Meşhur “Doomsday Clock” bülteni 23 Ocak’ta atom bilimcileri tarafından gezegenin yakın tehlikesini yansıtacak şekilde güncellendi ve yapay zeka alanı da dahil olmak üzere bir dizi faktör nedeniyle gece yarısından sadece 90 saniye sonrasına ayarlandı. Saat, gezegene ve insanlığa yönelik nükleer tehditler, iklim değişikliği ve yıkıcı teknolojileri de içeren varoluşsal risklere göre ayarlandı.
Yapay Zekaya Yönelik Endişeler Neler?
Bülten, 1945 yılında aralarında Albert Einstein ve J. Robert Oppenheimer’ın da bulunduğu bilim insanları tarafından kuruldu. Yapay zeka, 2023’te ana akım topluma patlayıcı bir şekilde girmesinin ardından yeni bir endişe kaynağı olarak eklendi. Doomsday Clock’u yayınlayan bilimsel dergi The Bulletin, teknolojiyi yıkıcı teknoloji alanındaki en önemli gelişme olarak nitelendirdi:
“Yapay zekanın paradigmatik bir yıkıcı teknoloji olduğu açık. Yapay zeka tarafından ortaya konan herhangi bir fiziksel tehdit, fiziksel dünyanın durumunu değiştirebilen cihazlara bir bağlantı ile etkinleştirilmeli.”

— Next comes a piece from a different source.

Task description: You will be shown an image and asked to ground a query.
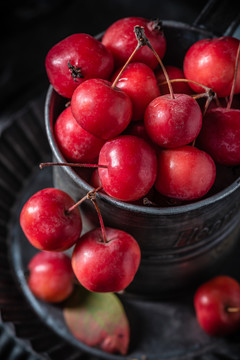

Raporda, yapay zeka alanının dünyanın diğer acil tehditlerle başa çıkmasını engellemede potansiyel olarak önemli bir faktör olduğu ve yapay zekanın askeri ve bilgi operasyonları tarafından giderek daha fazla kullanıldığı belirtiliyor. Makale, birçok ülkenin endişelerin farkına varmaya başladığına ve teknolojinin zararlı etkilerini düzenlemek ve en aza indirmek için adımlar atmaya başladığına dikkat çekiyor.
Yapay Zeka Hakkında Dikkat Çeken Gelişmeler
Ağustos 2023’te Çin, yapay zeka için etkili düzenlemeler yayınlayan ilk ülke oldu. Daha sonra Aralık 2023’te Avrupa Birliği, üye devletlerin daha sonra benimsemeyi seçecekleri yapay zeka ile ilgili kendi geçici düzenlemelerini kabul etti.
Geçtiğimiz yıl yapay zekanın geliştirilmesi için bir merkez olarak ortaya çıkan Amerika Birleşik Devletleri henüz resmi bir yasa çıkarmadı. Ekim 2023’te Başkan Joe Biden, yapay zeka alanında emniyeti ve güvenliği için altı yeni standart belirleyen bir idari emir yayınladı.
Bununla birlikte bülten; yapay zeka ve diğer bilgi teknolojilerinin otoriter rejimlerin vatandaşların faaliyetlerini ve özgürlüklerini izleme yeteneğinin hızlanmasına da neden olduğuna dikkat çekti. Yapay zekanın 2024 yılındaki büyük küresel seçim sezonu öncesinde sahte haberler ve bilgi manipülasyonu yoluyla siyasi seçimleri etkileme kabiliyetine ilişkin endişeler de dile getirildi.